Because Google’s full gesture navigation system in Android Q is so awful, Google is trying its hardest in the final stages of the Q beta test to try and salvage it. With Android Q Beta 6, Google has added a back sensitivity option that is supposed to help in some way ease the struggles introduced by a back gesture that works against the majority of the way Android is built to work.
You’ll find the new option in Q Beta 6 if you head into System>Gestures>System navigation. Should you use the Gesture Navigation option, a settings icon to the right of it will pop-up the new Back Sensitivity slider (see below). The pop-up points out that a “higher sensitivity may conflict with any app gestures along the edges of the screen,” which is exactly the issue of a back gesture that swipes in from the sides of a phone.

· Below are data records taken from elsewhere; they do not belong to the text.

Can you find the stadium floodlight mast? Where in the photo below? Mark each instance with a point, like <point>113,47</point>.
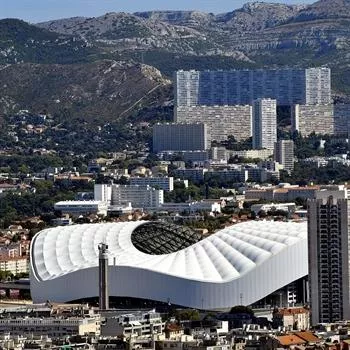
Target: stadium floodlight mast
<point>103,276</point>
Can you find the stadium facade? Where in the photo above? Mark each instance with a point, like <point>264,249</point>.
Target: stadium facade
<point>240,264</point>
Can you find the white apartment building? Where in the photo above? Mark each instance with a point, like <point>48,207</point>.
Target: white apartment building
<point>222,121</point>
<point>288,86</point>
<point>14,265</point>
<point>328,250</point>
<point>76,208</point>
<point>139,196</point>
<point>140,324</point>
<point>180,137</point>
<point>164,183</point>
<point>284,154</point>
<point>52,327</point>
<point>319,119</point>
<point>252,153</point>
<point>264,123</point>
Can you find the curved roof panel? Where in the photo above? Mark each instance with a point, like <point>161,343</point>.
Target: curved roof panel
<point>220,263</point>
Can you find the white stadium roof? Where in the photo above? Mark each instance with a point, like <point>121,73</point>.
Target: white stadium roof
<point>239,264</point>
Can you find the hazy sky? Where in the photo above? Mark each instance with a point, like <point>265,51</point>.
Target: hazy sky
<point>42,10</point>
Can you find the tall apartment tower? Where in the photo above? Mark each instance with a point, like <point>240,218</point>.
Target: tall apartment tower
<point>328,242</point>
<point>264,123</point>
<point>103,276</point>
<point>240,87</point>
<point>284,154</point>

By adjusting that slider, I have no idea what exactly Google is trying to change here. I can tell you that I dropped mine all the way to “low” and am finding that trying to access the Google Play slideout side menu is still as difficult as it has always been with these new gestures. It might help with the press-and-hold motion they introduced in Beta 5 that lets you peak a side menu out, but that’s not great. When I want to access a side menu, I want to swipe it out – I don’t want to press, hold, pray to whatever god there is that it registers that hold correctly (which it probably won’t the first time), and then swipe.
These gestures are bad. A side back gesture is dumb.